Svn 1.7 forces me to upgrade existing 1.6 working copies.
So we can let users to upgrade working copies.
Existing repositories, I think it would be better to convert them too using
svndump/svnload. And we change svnload to convert filenames to NFC.
However in reality we cannot force users to convert every existing repository.
So we need to change servers too. When servers read filenames
from repositories, they first convert to NFC and then process commands.
We also need to changes servers in order to deal with existing 1.x clients.
We convert filenames to NFC when web_dav_svn and svnserve
receive filenames from clients, they must first convert filenames to NFC.
>
> By proposing a client-only solution, I hope to avoid _all_ those
> questions. (Except "what about existing checkouts" - there would be a
> wc upgrade of some sort.) No recoding of existing repository paths is
> necessary.

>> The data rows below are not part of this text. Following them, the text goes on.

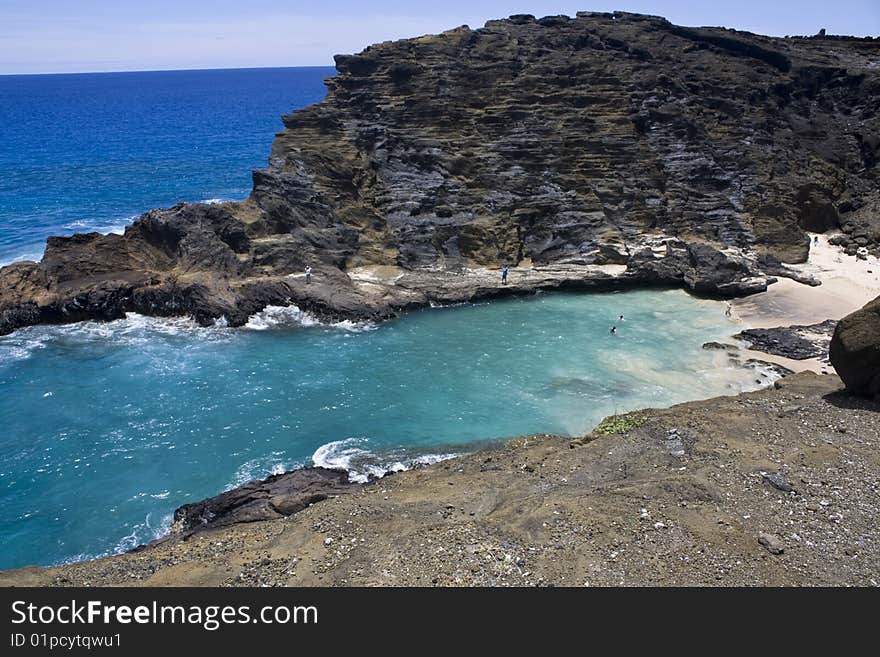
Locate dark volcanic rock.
[830,297,880,397]
[171,468,359,534]
[734,319,837,360]
[0,12,880,333]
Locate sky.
[0,0,880,74]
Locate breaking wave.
[312,438,464,483]
[244,306,378,333]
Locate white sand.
[733,234,880,328]
[733,234,880,372]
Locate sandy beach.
[733,233,880,374]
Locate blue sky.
[0,0,880,74]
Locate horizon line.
[0,64,336,78]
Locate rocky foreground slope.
[0,13,880,334]
[0,373,880,586]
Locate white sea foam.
[244,305,378,333]
[0,313,235,364]
[224,452,303,490]
[64,214,130,235]
[312,438,461,483]
[244,306,321,331]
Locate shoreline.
[0,373,880,586]
[0,234,880,572]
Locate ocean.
[0,67,335,264]
[0,69,769,568]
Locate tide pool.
[0,290,757,568]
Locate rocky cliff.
[0,13,880,333]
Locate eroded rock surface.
[830,297,880,397]
[0,13,880,333]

In my proposal, the only recoding that is done is on the
> client side, on a platform that does not support the original pathname
> (e.g., OS X HFS+ with a NFC path).
>
>> "All problems in computer science can be solved by another level of
>> indirection."
>
> Mostly true. I can't tell if you quoted that as a point of support for
> my proposal, or as a point against it.
>
>> Yes, with the mapping table, you can mangle filenames. However I
>> think it is too complex for novice users. Users must care about the
>> original filenames and the mangled filenames all the time.
>
> Well, there is no need to use this same proposal to also work around
> other filesystem limitations like avoiding ":" on Windows. It is just
> something that becomes _possible_.
>
>> Also you must adapt all clients to use the mapping table. That is
>> whole lot of work! Maybe you would create another version control
>> system.
>
> By "all clients" I guess you mean "all Subversion client libraries".
> Yes, that is the proposal. It would touch libsvn_wc and probably
> libsvn_client and libsvn_subr.
Yes, like I said above, "clients" actually includes components that
run on servers like web_dav_svn, and it should read as any components
that access to repositories and working copies.

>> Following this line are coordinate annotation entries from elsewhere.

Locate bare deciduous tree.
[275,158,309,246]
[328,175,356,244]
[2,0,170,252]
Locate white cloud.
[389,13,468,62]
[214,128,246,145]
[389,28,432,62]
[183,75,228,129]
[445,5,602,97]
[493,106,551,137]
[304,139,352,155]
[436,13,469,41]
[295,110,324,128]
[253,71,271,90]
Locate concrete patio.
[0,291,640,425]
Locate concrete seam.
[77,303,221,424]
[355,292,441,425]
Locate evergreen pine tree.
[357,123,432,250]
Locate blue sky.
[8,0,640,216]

We also need to change svnserve. So we'd better say "all servers and clients".
>
>> So even if Windows NTFS can have the same abstract filenames in both
>> NFC and NFD simultaneously, we should avoid that, and we should only
>> allow NFC filenames.
>
> This could be done, if we wanted to go to the trouble. Or we could
> just say "use a pre-commit hook," like we tell people who want to
> prevent REAMDE and Reamde in a single dir. It is not the same level of
> interoperability problem as the one this thread is about.

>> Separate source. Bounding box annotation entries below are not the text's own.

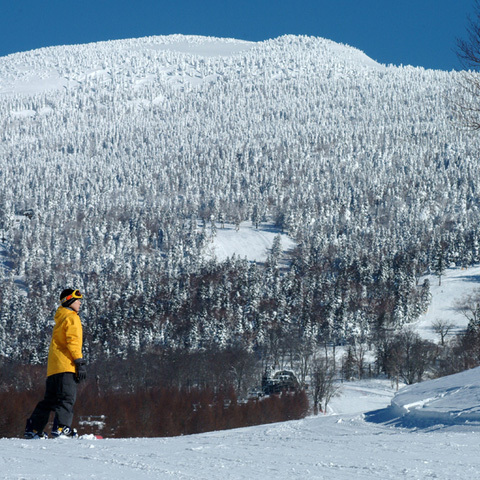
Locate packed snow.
[414,266,480,342]
[0,267,480,480]
[202,222,295,262]
[0,369,480,480]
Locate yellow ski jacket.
[47,307,83,377]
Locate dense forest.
[0,36,480,391]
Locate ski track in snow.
[0,376,480,480]
[0,416,480,480]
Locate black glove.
[75,358,87,383]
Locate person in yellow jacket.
[24,288,87,438]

If you think in analogy to ASCII uppercase and lowercase examples,
you miss the point. Please reread the Unicode Standard Annex #15
UAX #15: Unicode Normalization Forms
http://unicode.org/reports/tr15/
> Canonical equivalence is a fundamental equivalency between
> characters or sequences of characters that represent the same
> abstract character, and when correctly displayed should always
> have the same visual appearance and behavior. Figure 1 illustrates
> this equivalence.
So, filenames in NFC and NFD are the equivalent, the same.
README and readme are different.
NFC/NFD and uppercase/lowercase are two different stories.
Should we allow the same filenames in one directory?
Of course not! If we allow that we go into really trouble and
confusion.
And OS X HSF+ does not allow that. So to support interoperability
to OS X, we should not allow it in subversion too.